How to Enjoy: Simply grilled or sauteed in a pan, with olive oil and salt, served with a little chili. My variation of sambal matah sauce, a traditional condiment that first originated in Bali, uses lemongrass, kaffir, lime, and chilis, and I replace shallots with ramps for a seasonal component. The bulb of the ramp is grilled, and the green stem is chopped. I love to pair it with a piece of fish, lamb, or suckling pig.
Executive chef and founder, Cuisiniers Catered Cuisine and Events
Winter Park, Florida
Rhubarb is my favorite spring vegetable. Rhubarb is a long, stalky plant with dark leaves that looks quite a bit like celery. It can range in color from deep red to light pink to even pale green. As a child, I remember that my grandpa’s garden always had a rhubarb patch at one end. My mom and I would harvest together in the spring, happily picking those brightly colored stalks for as many years as I can remember.
Rhubarb is actually a vegetable but is often used in food as one would a fruit. In the United States up until the 1940s, it was considered to be a vegetable. It was reclassified as a fruit when customs officials, baffled by what they considered to be a foreign food, decided it should be classified according to the way it was eaten.

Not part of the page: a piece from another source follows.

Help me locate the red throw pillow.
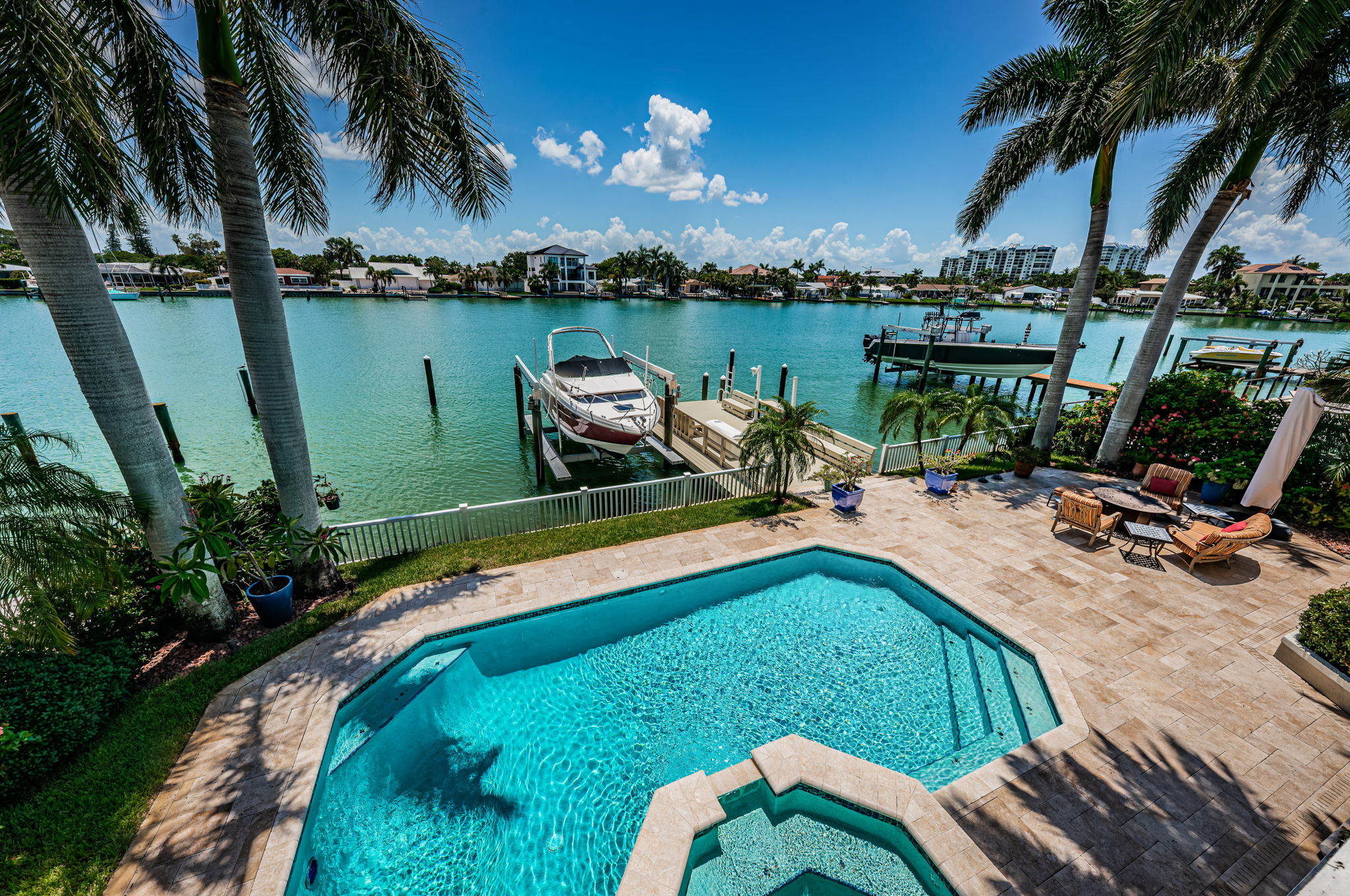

In Season: The season primarily runs from April to June.
How to Buy: Look for stalks that are firm, crisp, and blemish-free. If the leaves are attached, be sure they look fresh and not dried and wilted. Store unwashed, in the refrigerator, for up to one week. Or wash, chop, and freeze for up to six months.
How to Enjoy: The interesting thing about rhubarb is that it can be prepared in sweet and savory applications—and also makes an excellent addition to cocktails. Of course, many use rhubarb for pies and the traditional rhubarb sauce. However, cooked down with the addition of sweet fennel and spicy, bright pink peppercorn, it also makes an incredible accompaniment to dishes like duck breast or pork tenderloin.
Note: Rhubarb leaves should not be consumed, as they contain toxic substances and can be dangerous in large amounts. The stalks, however, are perfectly edible and delicious.
- 1/2 cup port wine
- 1 shallot, minced
- 1 tablespoon pink peppercorns
- 1/2 cup chicken stock
- 3 tablespoons freshly squeezed orange juice
- 3 tablespoons red wine vinegar
- 1/4 cup thinly sliced rhubarb
- 2 tablespoons minced fennel
- 1 1/2 tablespoon granulated sugar
- 1 bay leaf
In a medium-size saucepan, simmer port wine, shallot, and peppercorns for 3 to 5 minutes.
Add remaining ingredients and cook over low heat until reduced by half. Strain and use immediately or store in the refrigerator up to a week.